# this breaks my heart -Va golden



## AquaClaraCanines (Mar 5, 2006)

Oh dear, she is glorious... we could get her to you!


----------



## RickGibbs (Dec 16, 2005)

AquaClaraCanines said:


> Oh dear, she is glorious... we could get her to you!


lol....here we go again....


----------



## LOVEisGOLDEN (Jan 4, 2008)

she is so beautiful, what the heck is wrong with people!?


----------



## RickGibbs (Dec 16, 2005)

I love this picture:









I love the expression on her face...


----------



## Carsonsdaddy (Nov 1, 2006)

AquaClaraCanines said:


> Oh dear, she is glorious... we could get her to you!


I love this place...


----------



## AquaClaraCanines (Mar 5, 2006)

She appears to have maybe very treatable mange or flea allergy. She is a gem. A true beauty. Someone please take this beauty!!!!


----------



## McSwede (Jan 30, 2007)

Carsonsdaddy said:


> I love this place...


I totally agree, this Forum and our members are the BEST!

For the love of Goldens (and all pets) Kudos to ACC and so many of us for being so proactive when a doggie needs saved.

This Golden is beautiful. That's just insidious that her owner wanted her put down simply because she has a skin condition. ***!

~Jackie


----------



## AquaClaraCanines (Mar 5, 2006)

So who wants her???


----------



## BeauShel (May 20, 2007)

That woman needs to be put down for being an idiot. That girl is a gorgeous girl.
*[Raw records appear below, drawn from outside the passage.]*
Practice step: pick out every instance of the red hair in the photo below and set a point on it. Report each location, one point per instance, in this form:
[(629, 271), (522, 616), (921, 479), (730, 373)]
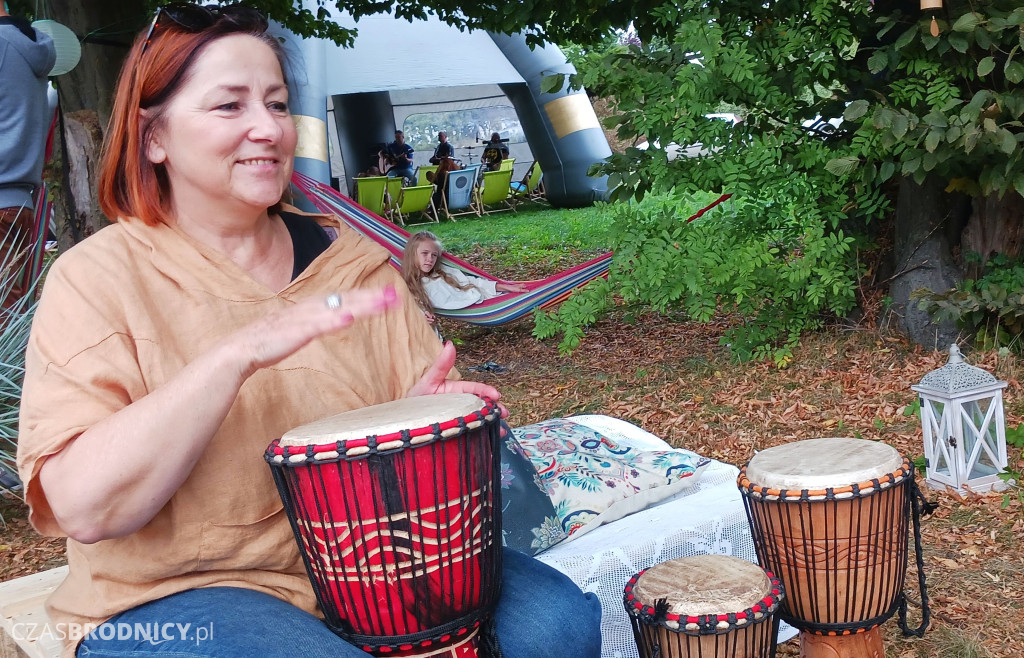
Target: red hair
[(130, 185)]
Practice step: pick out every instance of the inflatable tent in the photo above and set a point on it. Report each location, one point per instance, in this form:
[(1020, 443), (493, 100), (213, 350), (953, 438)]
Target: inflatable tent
[(430, 76)]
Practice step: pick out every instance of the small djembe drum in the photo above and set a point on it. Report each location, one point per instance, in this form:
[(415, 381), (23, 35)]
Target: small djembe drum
[(704, 606), (830, 518), (396, 512)]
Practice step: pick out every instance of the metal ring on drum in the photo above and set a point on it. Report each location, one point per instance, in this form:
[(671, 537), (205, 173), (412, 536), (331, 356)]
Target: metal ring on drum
[(830, 517), (707, 606), (395, 509)]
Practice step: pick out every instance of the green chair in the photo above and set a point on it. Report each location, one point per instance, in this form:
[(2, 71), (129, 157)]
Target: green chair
[(495, 191), (391, 194), (417, 200), (421, 174), (530, 187), (370, 192)]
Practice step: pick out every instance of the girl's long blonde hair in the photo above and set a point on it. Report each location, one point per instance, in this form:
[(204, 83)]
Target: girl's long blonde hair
[(414, 276)]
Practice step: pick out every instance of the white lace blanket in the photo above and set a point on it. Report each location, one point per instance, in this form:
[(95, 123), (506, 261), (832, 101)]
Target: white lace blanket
[(705, 519)]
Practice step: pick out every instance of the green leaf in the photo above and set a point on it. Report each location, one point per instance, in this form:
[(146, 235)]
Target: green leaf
[(1008, 142), (856, 110), (842, 166), (1014, 72), (899, 126), (551, 84), (958, 42), (906, 38), (967, 23), (878, 61), (888, 169)]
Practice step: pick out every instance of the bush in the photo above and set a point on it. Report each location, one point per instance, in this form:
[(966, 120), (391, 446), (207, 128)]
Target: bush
[(15, 320), (781, 271), (990, 308)]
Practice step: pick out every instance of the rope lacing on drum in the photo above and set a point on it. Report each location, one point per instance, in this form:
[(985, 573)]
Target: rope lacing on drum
[(919, 507)]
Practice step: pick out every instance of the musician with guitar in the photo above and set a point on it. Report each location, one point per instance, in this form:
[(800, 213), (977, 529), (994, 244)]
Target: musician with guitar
[(443, 149), (495, 151), (398, 158)]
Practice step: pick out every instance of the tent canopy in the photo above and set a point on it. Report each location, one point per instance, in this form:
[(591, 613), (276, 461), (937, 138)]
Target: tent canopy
[(395, 54)]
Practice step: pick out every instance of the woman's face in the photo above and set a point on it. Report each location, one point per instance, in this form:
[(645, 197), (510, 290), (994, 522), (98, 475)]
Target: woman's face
[(226, 138), (426, 255)]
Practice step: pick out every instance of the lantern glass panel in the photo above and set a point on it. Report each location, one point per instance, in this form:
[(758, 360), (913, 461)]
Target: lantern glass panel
[(940, 462), (979, 427)]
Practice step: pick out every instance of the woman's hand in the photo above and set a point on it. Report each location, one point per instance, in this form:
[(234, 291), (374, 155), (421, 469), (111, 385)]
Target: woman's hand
[(434, 381), (275, 337), (511, 288), (117, 475)]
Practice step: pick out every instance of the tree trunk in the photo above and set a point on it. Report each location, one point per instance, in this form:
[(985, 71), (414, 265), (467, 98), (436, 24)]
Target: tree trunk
[(928, 225), (86, 95), (77, 204), (996, 226)]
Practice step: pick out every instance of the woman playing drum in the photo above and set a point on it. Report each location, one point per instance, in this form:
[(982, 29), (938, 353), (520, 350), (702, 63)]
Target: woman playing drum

I hope she will get her furever home very soon and it would be nice if it was with someone from the forum.


----------



## GoldenJoyx'stwo (Feb 25, 2007)

I wonder if MVK has any friends looking for another Golden? Are you out there???


----------



## TheHooch (May 9, 2007)

Geez I can;t believe some people. Wonder if she would oput her kid down if he got poison oak.


----------



## Jackson'sMom (Oct 13, 2007)

You can really see her personality in that one picture. What a cutie! And what an idiot for wanting her killed.


----------



## AtticusJordie (Aug 15, 2006)

Are there any VA GR rescues that could be contacted. There's always AHGRR in WV.

SJ


----------



## gold'nchocolate (May 31, 2005)

We are overdue for a transport...don't ya think?


----------



## Heidi36oh (Feb 27, 2007)

She is so adorable, idiot owners









Jack and Rusty​ 


 It's a Girl, *Cheyenne Opal
*


----------



## ILoveAMonster (Nov 11, 2007)

If we pick a good time, I'd be willing to help out! (especially if we're going north.)


----------



## daisyzmummy (Jan 30, 2008)

*Sandy is just so adorable I would love to take her. *
*How dare her owner want her put down for being itchy, are you kidding me??? *

*I hope she finds a loving home, she sure deserves it.*


----------



## mackenziesdad (Dec 22, 2007)

There is a group that services Southern Virginia. I'll send them an email.


----------



## Hudson (May 18, 2005)

I hope this gorgeous golden finds a better home than the one she had. I never will understand the mentality of some people!!!!


----------



## Old Gold Mum2001 (Feb 25, 2007)

gold'nchocolate said:


> We are overdue for a transport...don't ya think?


Yes indeedie


----------



## AquaClaraCanines (Mar 5, 2006)

Hey I'm only one leg short on my latest one  NC to SC


----------



## Old Gold Mum2001 (Feb 25, 2007)

AquaClaraCanines said:


> Hey I'm only one leg short on my latest one  NC to SC


wishin the leg was near me


----------



## Karen519 (Aug 21, 2006)

*Sandy*

Sandy is beautiful.

Is she safe there at PAWs?

My Golden Ret. has itchy skin. I think it's allergies.


----------



## Hali's Mom (Oct 5, 2006)

Here ya go www.AdoptAGolden.com,www.grreat.org,www.sevagrreat.org :wavey:


----------



## Meggie'sMom (Dec 24, 2007)

It sounds like the group that has Sandy will keep her safe until she is adopted. Here's a link to their site with a story of the huge puppy mill they just helped expose. Beware. It is a true horror story. (no graphic pictures, so don't worry) Just hard to believe that people can be so greedy and mean. 
http://www.vapaws.org/index.htm


----------



## BeauShel (May 20, 2007)

I am glad that she is in a safe place and hope that she gets a great home. I think that the state should shut that place down. They make me sick.


----------